Liberty Two Degrees property income slides through pandemic
CAPE TOWN - Liberty Two Degrees’ (L2D) net property income fell 45.6 percent to R377.3 million in the year to December 31 due to rental relief to tenants through the pandemic, suspended trading of hotels, less parking revenue and rising provisions for tenant arrears.
The full year distribution slid to 32.33 cents from 60.43 cents in 2019.
Amelia Beattie, the chief executive of the South African, precinct focused, retail-centred Reit said yesterday that footfalls fell 30 percent for the year, but as pandemic restrictions eased, footfall improved in the fourth quarter to nearly double the prior two quarters.
“The real estate industry remains under pressure. After a year unlike any we have faced before, we remain confident in the long-term prospects of L2D,” she said.
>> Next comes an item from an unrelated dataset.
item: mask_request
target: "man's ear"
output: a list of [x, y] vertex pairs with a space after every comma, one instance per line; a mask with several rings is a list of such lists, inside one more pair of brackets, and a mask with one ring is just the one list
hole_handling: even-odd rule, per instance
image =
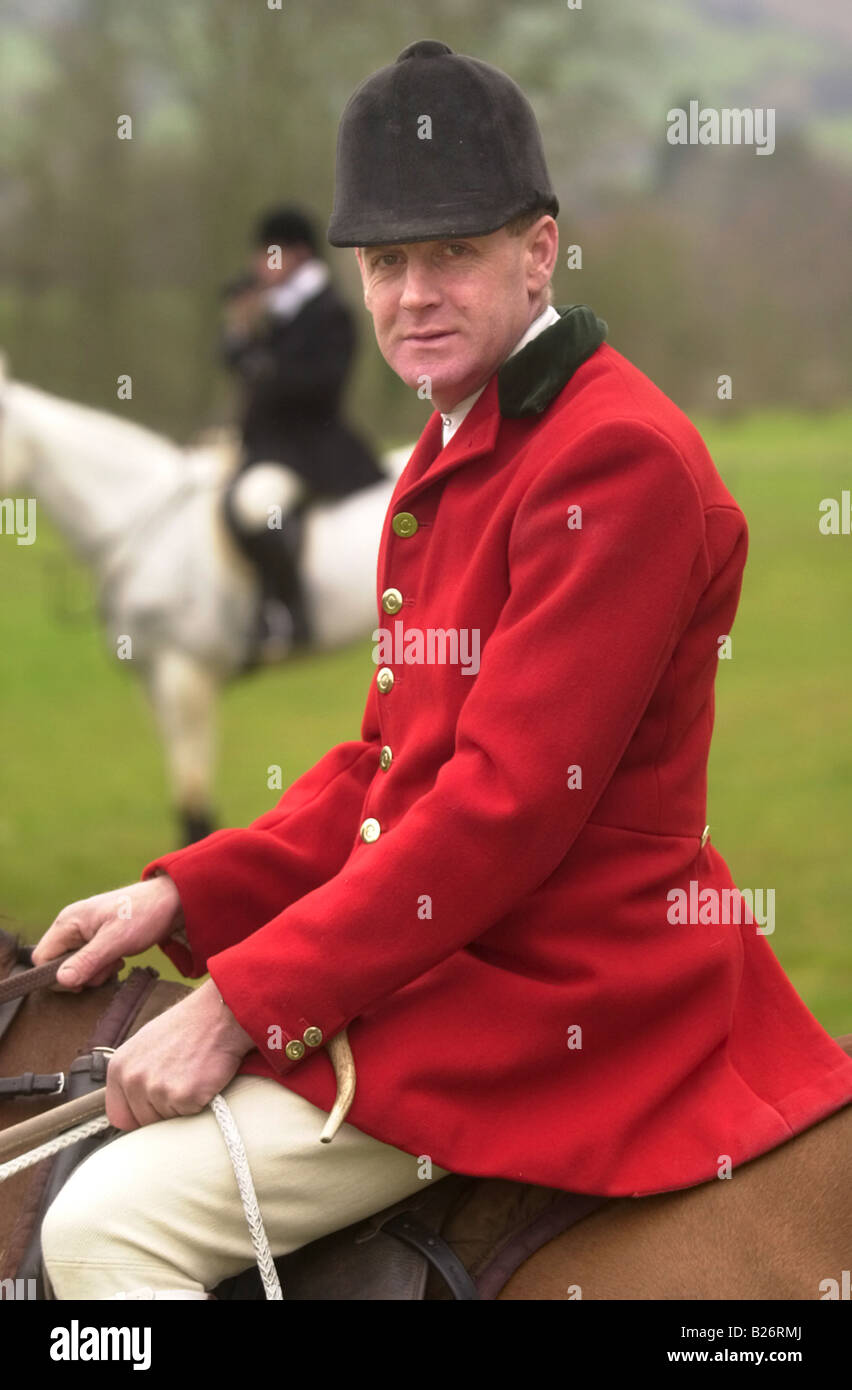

Reitway Global chief investment officer Garreth Elston said it was likely to be a “long hard, multi-year slog” for Reits such as L2D with big shopping mall and office portfolio’s to recover to pre-Covid-19 levels, but he commended L2D for at least making a distribution.
He said confidence needed to be restored among consumers to feel safe from Covid-19 while walking in big enclosed malls, which would be aided by a successful Covid-19 vaccination roll-out, and barring tax surprises in this week’s National Budget.
L2D’s tenant arrears ballooned to R96.4m at December 31, compared with R30.8m at December 31, 2019, so provisioning for credit losses increased by a similar level.
The value of the 100 percent owned South African properties fell 15.8 percent to R8.5 billion after valuations were cut due to discounts on current year rentals and the rebasing of certain leases as well as revised growth assumptions.
Beattie said they aimed to fulfil a vision to be the leading South African precinct focused, retail- centred Reit and to delivery sustainable growth through better financial performance, digital transformation and execution of asset master plans.
The balance sheet remained healthy, with loan-to-value of 20.5 percent versus 16.1 percent in 2019.
Financial director José Snyders said the approach to partner with their tenants through the difficult period assisted their collective sustainability.
“Following a difficult first half, this strategy enabled distributions to be paid from a progressive improvement in rental collections in the second half, with lower than anticipated tenant failures and avoiding an associated impact on vacancies,” he said.
Retail occupancies remain high at 95.3 percent, and post year-end, with new letting, the level increased to 96.8 percent.
L2D’s portfolio was the first in South Africa to receive Green star ratings for all its retail assets, with Sandton City receiving a world-leading 6-star rating.
Sandton City’s turnover for the month of December 2020 was marginally down 1.5 percent compared to December 2019, attributed to high demand for luxury brands at the centre’s Diamond Walk, highlighting the relevance of quality super regional centres that addressed demand for an experiential offering while being optimally located.
At this stage, a material impact on property valuations from the Ster-Kinekor Theatres voluntary business rescue from January 27, was not anticipated.
“Our risk management remains strong and we believe we have the necessary management actions in place to continue to manage our risks sufficiently,” said Snyders.
The share price traded 0.41 percent lower to R4.83 yesterday morning, 24.6 percent down from R6.02 at the same time last year.